Palavras-chave: Virtual Navigation, graphic treatment of the information, simulation of landscape
transformations, navegação virtual, tratamento gráfico da informação, simulação de transformações da paisagem.
1. Introdução
As transformações na paisagem em função da mineração fazem parte do cotidiano e dos
mapas mentais do mineiro que vive na região do Quadrilátero Ferrífero, pois a ocupação do
território sempre esteve atrelada a esta atividade. Reconhecendo o território como um
palimpesto de formas que registram a passagem do homem sobre a Terra, não se pode dizer
que uma época da história seja mais importante que outra, mas o conjunto deve manter os
registros dos diferentes olhares que fizeram parte da ocupação mineira. Diante da importância
de atuar na paisagem com consciência, para que ela seja um livro de registros de valores de
diferentes épocas, podem-se utilizar recursos de geoprocessamento para construir as
simulações de intervenção na paisagem e atuar em estudos preditivos desta transformação.

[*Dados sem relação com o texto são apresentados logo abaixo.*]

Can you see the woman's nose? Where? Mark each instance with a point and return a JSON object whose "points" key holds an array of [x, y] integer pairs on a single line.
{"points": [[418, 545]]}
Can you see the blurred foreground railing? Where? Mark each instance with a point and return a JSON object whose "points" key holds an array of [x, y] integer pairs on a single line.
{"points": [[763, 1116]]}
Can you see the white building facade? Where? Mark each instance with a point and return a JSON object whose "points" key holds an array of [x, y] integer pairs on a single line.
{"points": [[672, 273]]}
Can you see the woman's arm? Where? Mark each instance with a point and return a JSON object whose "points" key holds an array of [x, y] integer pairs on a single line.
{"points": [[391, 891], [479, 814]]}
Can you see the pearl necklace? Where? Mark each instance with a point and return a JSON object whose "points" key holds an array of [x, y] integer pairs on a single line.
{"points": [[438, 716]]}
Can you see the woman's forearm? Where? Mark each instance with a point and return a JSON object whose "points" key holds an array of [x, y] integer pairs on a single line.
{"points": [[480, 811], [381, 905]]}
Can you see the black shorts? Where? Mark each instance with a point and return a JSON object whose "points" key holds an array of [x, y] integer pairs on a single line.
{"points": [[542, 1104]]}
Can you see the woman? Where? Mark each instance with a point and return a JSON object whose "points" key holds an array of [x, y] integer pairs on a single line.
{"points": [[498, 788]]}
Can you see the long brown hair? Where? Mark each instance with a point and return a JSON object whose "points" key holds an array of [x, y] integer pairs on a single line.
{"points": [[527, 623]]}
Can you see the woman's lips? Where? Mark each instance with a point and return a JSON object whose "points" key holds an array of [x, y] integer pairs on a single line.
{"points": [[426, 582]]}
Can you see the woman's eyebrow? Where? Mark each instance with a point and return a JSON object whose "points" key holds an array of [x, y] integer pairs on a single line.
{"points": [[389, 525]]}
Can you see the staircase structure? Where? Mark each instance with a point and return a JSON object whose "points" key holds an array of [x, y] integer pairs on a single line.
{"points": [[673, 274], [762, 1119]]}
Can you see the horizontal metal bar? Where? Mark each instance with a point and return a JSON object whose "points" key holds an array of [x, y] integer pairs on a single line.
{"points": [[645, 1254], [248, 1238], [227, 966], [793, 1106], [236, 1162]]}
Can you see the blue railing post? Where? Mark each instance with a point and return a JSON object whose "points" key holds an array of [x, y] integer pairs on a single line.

Diante do exposto, o presente artigo tem como objetivo relatar um roteiro metodológico
desenvolvido para a construção de simulações de intervenções na paisagem, com o apoio de
técnicas de captura, tratamento e representação de dados digitais sobre o ambiente. A questão
norteadora foi a consideração de olhar do usuário, do ponto de vista de posicionamento no
território e de elaboração de produtos de forte apelo de comunicação gráfica. Assim, foram
incorporados recursos de cartografia digital 3D e Navegação Virtual, para que o usuário se
sentisse imerso no ambiente representado e recebesse como veículo de comunicação
representações mais próximas de seus mapas mentais sobre o território.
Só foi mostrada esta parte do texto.